Im Atelier nebenan war es lautlos still. Donna Mercedes sah durch den Glasstreifen, den der Samtvorhang freiließ, wie das Abenddämmern drüben hereinsank. Auf der Galerie und in der Ecke, welche die Wendeltreppe füllte, lagerten die Schatten schon tiefer; da und dort blinkte noch ein schwacher Lichtfleck auf dem blanken Metall einer weitbauchigen Trinkkanne, oder im Glasgeschirr auf den Kredenzen; und es war der jungen Dame, als müsse jetzt eine altdeutsche Hausfrau, das langnachschleifende Gewand mit der Gürtelkette aufgenommen, droben in dem geheimnisvollen Düster erscheinen und die Treppe herabsteigen, um dem Maler auf silbernem Brett den Abendtrunk zu bringen ... Das tat die eigenwillige Frau, die Herrin des Schillingshofes, wohl niemals – sie haßte den Beruf ihres Mannes ... Ob sie wohl je hierher kam? – Sicher nicht – wie hätte sie dann auch nur einen Augenblick länger in ihrem Widerwillen gegen die Kunst beharren können? –
Dort trat die greise Hugenottin erschütternd lebendig aus dem Dämmerlicht. Wohl sprach das namenlose Bangen vor den Schrecken der nächsten Augenblicke aus den Zügen der bis in diesen Gartenwinkel Gehetzten; man mußte sich sagen, daß dieses arme Menschenherz in verzweiflungsvoller Mutterangst bis zum Brechen stürmisch klopfe – aber auf der edlen Stirn lag bereits ein feierlicher Glanz, als ströme schon ein seligruhiger Lichtquell aus unbekannten Fernen auf sie herüber – der Glorienschein des Märtyrertums ... Wie anders die Dienerin zu ihren Füßen, die sich an der verschlossenen Tür fast die Nägel von den Fingern riß, um das Freie zu gewinnen! Das kraftstrotzende Weib klammerte sich in grauenhafter Wildheit an das Leben; der fieberisch glühende, rollende Blick, der Angstschrei, der auf den geöffneten Lippen zu schweben schien, jeder angespannte Muskel dieses blühenden Fleisches war ein erbitterter Protest gegen den kalten Tod ...

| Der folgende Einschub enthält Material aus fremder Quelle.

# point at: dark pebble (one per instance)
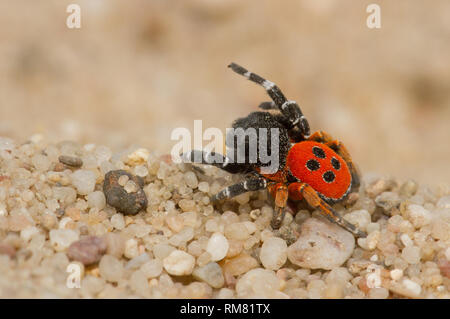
(72, 161)
(117, 196)
(88, 250)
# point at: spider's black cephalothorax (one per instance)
(314, 167)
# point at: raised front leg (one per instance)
(280, 193)
(215, 159)
(248, 185)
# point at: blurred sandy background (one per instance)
(137, 69)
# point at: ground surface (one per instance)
(138, 69)
(54, 219)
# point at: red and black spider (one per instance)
(316, 167)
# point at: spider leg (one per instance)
(313, 199)
(341, 150)
(248, 185)
(280, 193)
(268, 106)
(215, 159)
(289, 109)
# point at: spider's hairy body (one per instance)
(312, 167)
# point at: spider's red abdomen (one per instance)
(319, 166)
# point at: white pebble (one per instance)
(123, 179)
(117, 221)
(62, 238)
(97, 199)
(359, 218)
(28, 232)
(130, 187)
(406, 240)
(273, 253)
(258, 283)
(412, 286)
(321, 245)
(411, 254)
(418, 215)
(131, 248)
(444, 202)
(191, 179)
(41, 162)
(396, 274)
(217, 246)
(84, 181)
(179, 263)
(152, 268)
(111, 269)
(203, 187)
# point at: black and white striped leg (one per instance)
(248, 185)
(214, 159)
(289, 109)
(268, 106)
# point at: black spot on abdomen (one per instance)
(335, 163)
(318, 152)
(328, 176)
(312, 165)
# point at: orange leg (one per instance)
(280, 193)
(341, 150)
(313, 199)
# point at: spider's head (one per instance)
(293, 112)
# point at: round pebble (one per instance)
(84, 181)
(321, 245)
(179, 263)
(273, 253)
(126, 202)
(217, 246)
(111, 269)
(87, 250)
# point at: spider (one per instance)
(314, 167)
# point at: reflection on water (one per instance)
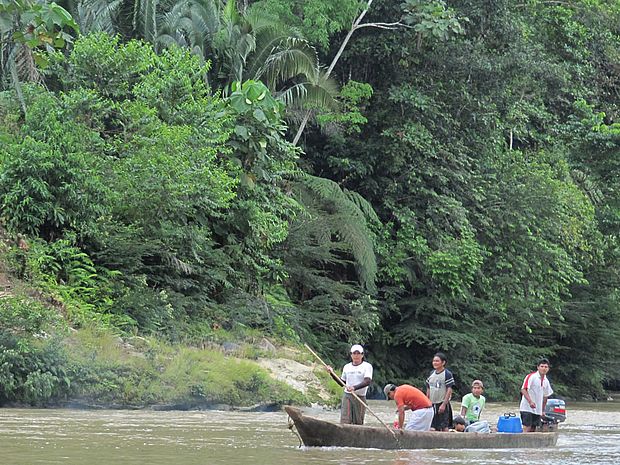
(591, 435)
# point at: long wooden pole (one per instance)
(353, 393)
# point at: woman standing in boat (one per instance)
(356, 377)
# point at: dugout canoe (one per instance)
(319, 433)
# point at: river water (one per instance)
(591, 435)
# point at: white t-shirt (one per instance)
(352, 375)
(537, 389)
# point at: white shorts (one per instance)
(420, 419)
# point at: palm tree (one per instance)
(25, 26)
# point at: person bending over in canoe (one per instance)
(535, 391)
(356, 377)
(411, 398)
(473, 403)
(439, 391)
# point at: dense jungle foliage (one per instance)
(416, 176)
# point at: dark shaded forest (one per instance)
(415, 176)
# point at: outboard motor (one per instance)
(555, 412)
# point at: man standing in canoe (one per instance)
(411, 398)
(535, 391)
(356, 377)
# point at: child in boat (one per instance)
(459, 423)
(439, 391)
(473, 403)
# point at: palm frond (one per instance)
(342, 217)
(97, 15)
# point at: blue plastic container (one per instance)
(509, 423)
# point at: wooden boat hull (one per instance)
(319, 433)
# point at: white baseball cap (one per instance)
(357, 348)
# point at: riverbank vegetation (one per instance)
(411, 175)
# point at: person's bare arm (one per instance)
(526, 394)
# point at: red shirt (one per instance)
(412, 397)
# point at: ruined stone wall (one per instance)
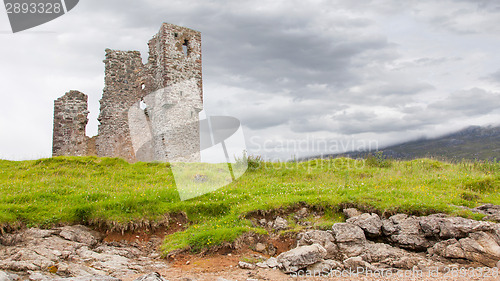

Donna Mercedes wandte sich hastig ab und eilte hinaus in den Garten – ihre Pulse schlugen so erregt, als sei der heranwogende, todbringende Fackelschein verräterisch auch auf ihr eigenes Haupt gefallen ... Was für ein machtvoller Gedankenstrom wogte hinter der eckigen Stirn des ›häßlichen Kopfes‹! ... Er überwand die trotzigste Menschenseele und machte sie scheu erbeben vor seiner genialen Kraft.